Saturday, March 29, 2008

PETA Spokes-Idiots

PETA lawyer and spokes-idiot Jeffrey S. Kerr joins a pantheon of other fools associated with PETA [previous post about Kerr here].

In the past, we have featured Pamela Anderson, noting that "every facet of Ms. Anderson's career, body and future depends on animal testing and animal products -- the hair, the fake breasts, the clothes, the lipstick, even her pathetic love life."

We have also mentioned other faded peaches, such as Alicia Silverstone and Pink who seem to have tried to jump-start their sagging careers by "gettin-nekkid" for a cause (or just because).

But, of course, the internet being what it is, it turns out that keeping up with the hypocrisy of PETA spokes-idiots is actually a regular beat of a fun web site called, where the motto is "Practice what you preach. Or else."
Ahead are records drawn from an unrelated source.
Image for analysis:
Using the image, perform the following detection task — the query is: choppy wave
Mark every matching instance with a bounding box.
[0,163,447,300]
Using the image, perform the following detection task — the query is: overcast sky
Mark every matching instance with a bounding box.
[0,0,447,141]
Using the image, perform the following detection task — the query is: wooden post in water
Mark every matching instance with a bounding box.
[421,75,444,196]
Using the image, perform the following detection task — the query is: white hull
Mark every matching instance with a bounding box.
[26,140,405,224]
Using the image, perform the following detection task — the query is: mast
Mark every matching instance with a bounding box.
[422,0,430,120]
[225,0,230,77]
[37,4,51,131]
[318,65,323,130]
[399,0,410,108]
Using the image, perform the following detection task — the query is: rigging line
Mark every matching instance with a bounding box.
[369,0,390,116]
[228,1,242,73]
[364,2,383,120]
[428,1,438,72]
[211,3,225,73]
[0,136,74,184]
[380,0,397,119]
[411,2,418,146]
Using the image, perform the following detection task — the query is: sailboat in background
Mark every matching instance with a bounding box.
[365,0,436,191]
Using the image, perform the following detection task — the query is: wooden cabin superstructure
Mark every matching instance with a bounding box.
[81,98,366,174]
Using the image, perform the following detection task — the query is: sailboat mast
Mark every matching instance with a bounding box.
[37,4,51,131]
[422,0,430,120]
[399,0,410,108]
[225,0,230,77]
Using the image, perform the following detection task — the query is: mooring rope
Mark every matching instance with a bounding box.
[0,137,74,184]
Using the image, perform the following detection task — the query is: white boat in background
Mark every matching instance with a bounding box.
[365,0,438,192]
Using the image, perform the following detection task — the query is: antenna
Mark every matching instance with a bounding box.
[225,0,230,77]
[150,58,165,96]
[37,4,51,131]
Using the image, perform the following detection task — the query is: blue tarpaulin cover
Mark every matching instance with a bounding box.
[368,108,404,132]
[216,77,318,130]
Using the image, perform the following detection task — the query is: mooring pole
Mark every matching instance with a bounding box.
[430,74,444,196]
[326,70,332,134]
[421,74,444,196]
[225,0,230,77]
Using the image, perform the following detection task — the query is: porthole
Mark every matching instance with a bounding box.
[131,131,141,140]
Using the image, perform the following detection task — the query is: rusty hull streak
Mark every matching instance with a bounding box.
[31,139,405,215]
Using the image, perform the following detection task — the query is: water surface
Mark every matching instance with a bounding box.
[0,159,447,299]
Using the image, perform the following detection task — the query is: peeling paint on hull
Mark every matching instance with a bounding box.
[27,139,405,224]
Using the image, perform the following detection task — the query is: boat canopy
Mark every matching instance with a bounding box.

They note that Katherine Heigl, who has been seen running around Hollwyood in a PETA T-shirt, is apparently so clueless that she wore a "fake fur" coat to the Pedigree Adoption Drive in New York.

One possible problem however. It seems not all those high-end fake fur coats are actually fake-fur. Some are made of dog fur.


That's a picture of Heigl, the coat, and a puppy, below. You have to admit the dog on the right and the coat collar do look alarmingly interchangeable.

Then we have porn star and PETA spokes-idiot Jenna Jameson.
Now I am not a connosieour of porn, so I have to ask: is this picture of her the result of really bad plastic surgery, or has she always looked this way?

Either way, from a casual inspection I would guess her own body has been been injected with silicione and darted with botox, and then of course there is the rumored "vagino-plasty."

Yes, I thought that was a joke too, but maybe not. Boxers get their noses fixed, and God knows that Ms. Jameson's box has been pounded on more often than any boxer's nose! So who knows?


Ms. Skank-a-lot is whoring for PETA now? Is there no shame?

Considering Ms. Jameson's line of work (cough cough), is there any doubt that her very life depends on animal-tested vaccines and let-us-pray-for-the-cures?

I think there's enough irony here to start a rust factory.

There's more, of course. Much more: Lindsay Lohan sporting a "No Fur" button on her leather coat, and lots of pics of her wearing fur coats everywhere.

Then there is Russell Simon's ex-wife who is a PETA spokes-idiot, never mind her own line of "Baby Phat" clothes made of leather and fur.

Kim Cattrall has no problem lounging around naked in fur (aging stars will do that I am told), but she also claims to be a big PETA fan -- or at least a big fan of the tax write-offs that come when you donate paint-stained fur to PETA so they can claim they are "giving them away to the homeless."

And then, of course, there is PETA spokes-idiot Steve-O of the "Jackass" movie fame who would lecture us all about fur, never mind the video (see it right here) of him swallowing a live fish for fun and profit.

Jackass indeed. A perfect name for PETA, their legal counsel, and their entire leadership team.

You witness counselor.


Anonymous said...

That Jamieson person is one scary-looking primate - kind of how I imagine the Barbie doll if she were alive - which of course, based on anatomy, she couldn't be.

Keep it up, man, this is such fun!

We're all fed up with the cult fanatics at Peta (and their kin) - and the dumb-bunny B girls who are Useful Idiots for their agenda of death - er, total animal liberation.

Anonymous said...

don't you mean:

"you're witless, counselor"?

No BSL said...

Have you received a letter from PETA yet?
I want a cease and desist(linking) letter just for linking to Blogs that take on PETA.

Social Mange said...

Notice that 99% of the celebrity Petaphiles are B-listers? I guess they think hitching their wagon to Peta will give their sagging careers a boost.

Think again.
Or even just think, if that's possible.

That picture of Jenna Jameson is downright scary. Talk about an advertisement against the use of plastic surgery.